Debt Relief Orders and Bankruptcy Explained
Debt Relief Order
A debt relief order is an order you can apply for if you can't afford to pay off your debts. It's granted by the Insolvency Service and can only be applied for online through an approved third party, or intermediary. An intermediary is usually a skilled debt adviser who has been given permission to complete the forms and give advice on debt relief orders. The order costs £90 and can provide a fresh start for someone, especially as they will have also been helped to understand how to manage their money going forwards when talking with the intermediary.
A debt relief order usually lasts for a year and during that time, none of the applicant’s creditors will be able to take action against them to get their money back. At the end of the year, the debts listed in the order will be written off.
You can only apply for a debt relief order if you meet certain conditions. These are when:
- you have qualifying debts of £30,000 or less. These debts must be of a certain type and include credit cards, overdrafts, rent, utilities, telephone, council tax, hire purchase and buy now, pay later agreements
- you have spare available income of £50 or less a month after paying your normal household expenses
- the things you own (your assets) and any savings are worth £300 or less. However, if you have a motor vehicle, this must be worth £1,000 or less unless it has been specially adapted because you have a physical disability. You must not own a house.
- in the last 3 years you must have lived, had a property or carried on a business in England or Wales.
All debt relief orders are published on the Individual Insolvency Register. The register is available to the public. Names and addresses remain on the register for 15 months. They will also appear on the individual’s credit file for six years.

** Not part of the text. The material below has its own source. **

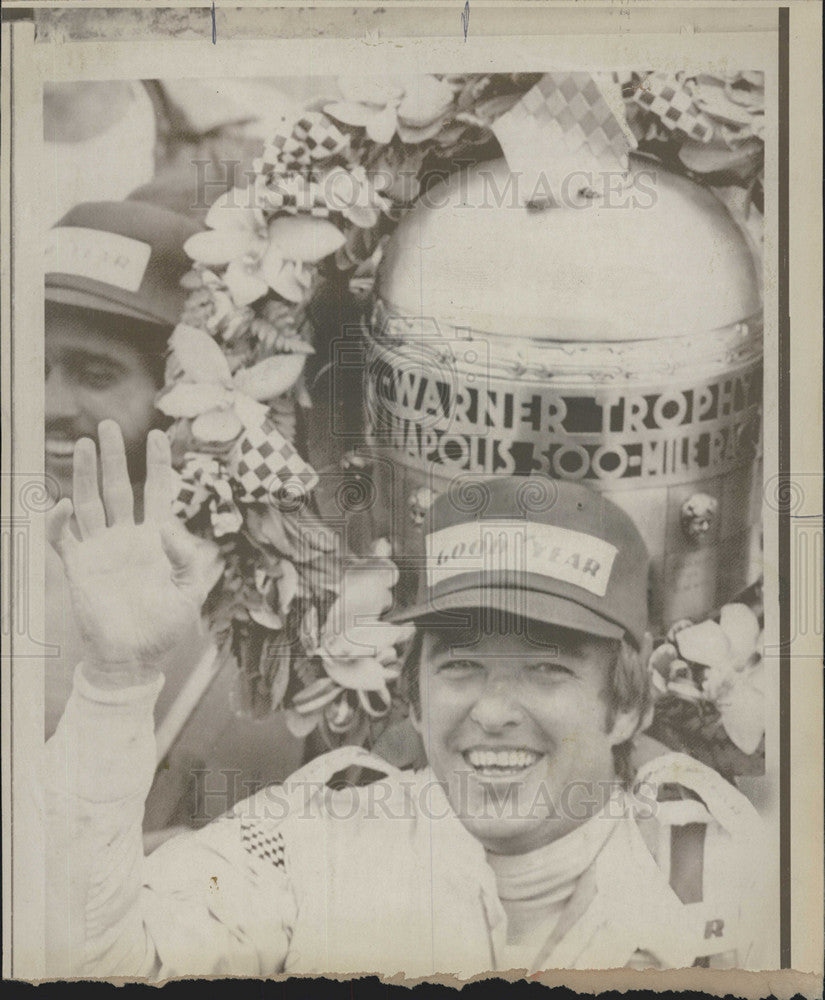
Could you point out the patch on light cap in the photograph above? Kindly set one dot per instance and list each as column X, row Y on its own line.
column 524, row 547
column 91, row 253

Bankruptcy is a court order that you can apply for if you are in debt. Someone you owe money to can also apply to make you bankrupt even if you don't want this. It costs £680 to apply for bankruptcy.

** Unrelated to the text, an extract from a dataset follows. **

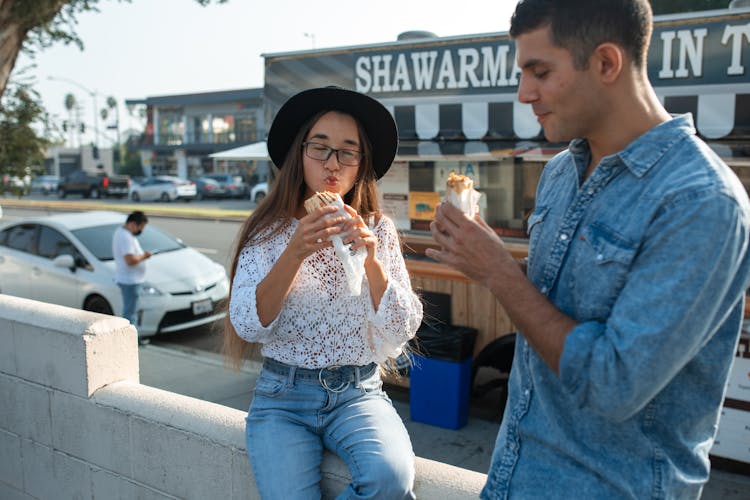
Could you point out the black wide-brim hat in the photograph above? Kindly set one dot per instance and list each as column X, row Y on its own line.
column 377, row 122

Once made bankrupt, an official called the Official Receiver takes control of the individual’s money and property, and deals with their creditors. When the bankruptcy order is over, the individual can make a fresh start and the money owed is usually written off, in many cases, after just one year.
Some advantages of going bankrupt are:
- pressure is taken off you because you don't have to deal with your creditors
- you are allowed to keep certain things, like household goods and a reasonable amount to live on
- creditors have to stop most types of court action to get their money back following a bankruptcy order (but in some cases the bailiffs may still be able to take your belongings away)
- the money you owe can usually be written off.
Some of the disadvantages of going bankrupt are:
- it will cost you up to £700 to go bankrupt. It can be more if, for example you use a solicitor
- whilst you are bankrupt, you can't apply for more credit
- if you own your own home, it might have to be sold. However, you may be able to apply to your local authority for re-housing
- some of your possessions might have to be sold. For example, you will usually lose your car and any luxury items you own
- some professions don't let people who have been made bankrupt carry on working
- if you own a business, it is more than likely that the Official Receiver will close down your business, dismiss your employees and sell off the assets
- going bankrupt can affect your immigration status
- you can't keep your bankruptcy private. Your details will be listed in the Insolvency Register, which people can access on the internet. Your case could also be published in your local newspaper if there are exceptional circumstances.
The bankruptcy record will stay on an individual’s credit reference file for six years.
As a charity we currently aren't able to support bankruptcy fees due to the fact that their cost is much higher than the maximum Acts 435 request amount.